Code generation agent cost calculator

Generate multi-file code from a spec; long outputs, 5s latency budget.

A coding agent that accepts a spec and produces multi-file implementations: the prompt includes the spec, existing file tree, and style guidelines; the output is substantial generated code. The 60/40 input/output split is notably higher on output than most workloads — expect 2–4k output tokens per invocation. The 32k context window accommodates the full codebase context needed for coherent multi-file generation. The 5s p95 latency budget allows heavier models without interactive-tier pricing.

Caching the tool definitions and style guide (stable across invocations) saves roughly 35% of input cost. The main quality risk is context fragmentation: if you truncate the codebase to fit the context window, the model generates inconsistent interfaces. Prefer models with strong code benchmarks (HumanEval, SWE-bench) even at higher per-token cost — generation errors compound across files and correction is expensive.

Recommended models

deepseek/deepseek-coder-v2-instruct

Top-tier code generation benchmark scores; strong multi-file coherence at 32k context.

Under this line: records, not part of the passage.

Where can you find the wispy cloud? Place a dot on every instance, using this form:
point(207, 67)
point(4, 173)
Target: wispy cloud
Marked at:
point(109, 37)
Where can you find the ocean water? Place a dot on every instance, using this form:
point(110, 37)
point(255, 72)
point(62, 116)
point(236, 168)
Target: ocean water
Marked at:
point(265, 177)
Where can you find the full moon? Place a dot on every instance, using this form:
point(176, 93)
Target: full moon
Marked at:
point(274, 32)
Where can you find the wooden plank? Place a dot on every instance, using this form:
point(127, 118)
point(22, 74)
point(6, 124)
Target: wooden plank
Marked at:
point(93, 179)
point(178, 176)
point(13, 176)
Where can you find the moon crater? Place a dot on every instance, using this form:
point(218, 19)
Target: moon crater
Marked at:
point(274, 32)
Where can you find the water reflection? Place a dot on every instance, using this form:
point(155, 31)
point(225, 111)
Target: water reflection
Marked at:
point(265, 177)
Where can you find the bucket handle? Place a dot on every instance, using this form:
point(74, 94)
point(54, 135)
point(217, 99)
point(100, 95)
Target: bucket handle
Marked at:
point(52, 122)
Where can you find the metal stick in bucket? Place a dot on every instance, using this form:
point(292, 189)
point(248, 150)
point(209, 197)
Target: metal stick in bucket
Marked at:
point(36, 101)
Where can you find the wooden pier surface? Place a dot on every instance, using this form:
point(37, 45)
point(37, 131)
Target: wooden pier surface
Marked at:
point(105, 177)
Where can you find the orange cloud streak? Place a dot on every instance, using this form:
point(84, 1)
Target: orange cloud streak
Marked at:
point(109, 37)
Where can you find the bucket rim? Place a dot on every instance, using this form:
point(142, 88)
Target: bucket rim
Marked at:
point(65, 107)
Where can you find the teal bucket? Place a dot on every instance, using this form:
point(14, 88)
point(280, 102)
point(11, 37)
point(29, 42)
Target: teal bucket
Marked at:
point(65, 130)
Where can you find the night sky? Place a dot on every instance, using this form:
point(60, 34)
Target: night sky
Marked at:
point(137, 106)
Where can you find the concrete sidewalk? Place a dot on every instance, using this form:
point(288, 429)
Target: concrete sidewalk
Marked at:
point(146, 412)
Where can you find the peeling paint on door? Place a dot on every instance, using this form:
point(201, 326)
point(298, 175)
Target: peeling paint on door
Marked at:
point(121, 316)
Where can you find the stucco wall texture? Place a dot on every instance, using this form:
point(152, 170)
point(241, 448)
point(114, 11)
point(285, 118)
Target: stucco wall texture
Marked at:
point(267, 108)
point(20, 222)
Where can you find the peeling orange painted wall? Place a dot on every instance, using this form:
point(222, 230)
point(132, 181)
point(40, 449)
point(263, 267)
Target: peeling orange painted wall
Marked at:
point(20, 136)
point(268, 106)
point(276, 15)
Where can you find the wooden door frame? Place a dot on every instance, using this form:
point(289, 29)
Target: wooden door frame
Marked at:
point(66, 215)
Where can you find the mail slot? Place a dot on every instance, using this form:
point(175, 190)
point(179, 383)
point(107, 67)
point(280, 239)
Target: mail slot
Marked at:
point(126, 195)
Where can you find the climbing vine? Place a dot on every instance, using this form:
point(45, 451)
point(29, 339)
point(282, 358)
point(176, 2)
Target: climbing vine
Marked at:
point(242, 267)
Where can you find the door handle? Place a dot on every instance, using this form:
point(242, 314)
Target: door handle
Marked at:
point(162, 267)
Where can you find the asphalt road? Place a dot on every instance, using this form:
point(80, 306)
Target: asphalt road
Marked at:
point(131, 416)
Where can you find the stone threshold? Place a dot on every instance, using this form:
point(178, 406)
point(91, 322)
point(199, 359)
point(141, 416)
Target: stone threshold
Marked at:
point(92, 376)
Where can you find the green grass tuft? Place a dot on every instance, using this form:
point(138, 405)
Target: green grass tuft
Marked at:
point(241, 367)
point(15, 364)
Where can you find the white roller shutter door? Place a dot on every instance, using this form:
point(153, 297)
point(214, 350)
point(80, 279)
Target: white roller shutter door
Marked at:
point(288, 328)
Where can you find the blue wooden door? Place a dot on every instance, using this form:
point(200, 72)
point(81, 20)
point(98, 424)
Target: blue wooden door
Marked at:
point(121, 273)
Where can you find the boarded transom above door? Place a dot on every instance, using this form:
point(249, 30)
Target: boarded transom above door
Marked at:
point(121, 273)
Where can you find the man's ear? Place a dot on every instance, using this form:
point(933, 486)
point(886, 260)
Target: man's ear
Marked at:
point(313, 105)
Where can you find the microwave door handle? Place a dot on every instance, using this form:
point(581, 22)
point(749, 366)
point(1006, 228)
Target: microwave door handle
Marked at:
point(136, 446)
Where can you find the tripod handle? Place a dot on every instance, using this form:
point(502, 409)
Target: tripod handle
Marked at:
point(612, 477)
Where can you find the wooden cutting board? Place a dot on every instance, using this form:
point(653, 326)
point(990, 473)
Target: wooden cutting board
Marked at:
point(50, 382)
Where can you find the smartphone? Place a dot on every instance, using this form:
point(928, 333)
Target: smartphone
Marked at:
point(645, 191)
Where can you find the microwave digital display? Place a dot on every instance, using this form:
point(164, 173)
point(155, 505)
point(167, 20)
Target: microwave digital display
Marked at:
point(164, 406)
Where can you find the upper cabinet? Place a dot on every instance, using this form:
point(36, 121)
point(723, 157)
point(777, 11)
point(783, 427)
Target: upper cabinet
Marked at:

alibaba/qwen-2.5-coder-32b-instruct

Purpose-built code model with excellent instruction following for spec-to-code tasks.

mistralai/codestral-22b

Fast and accurate code generation; good balance of quality and cost for the 5s latency tier.

meta/llama-3.1-405b-instruct

Maximum reasoning capability for complex multi-file architectures when quality is paramount.

deepseek/deepseek-v3

Strong general code generation with competitive pricing and large context support.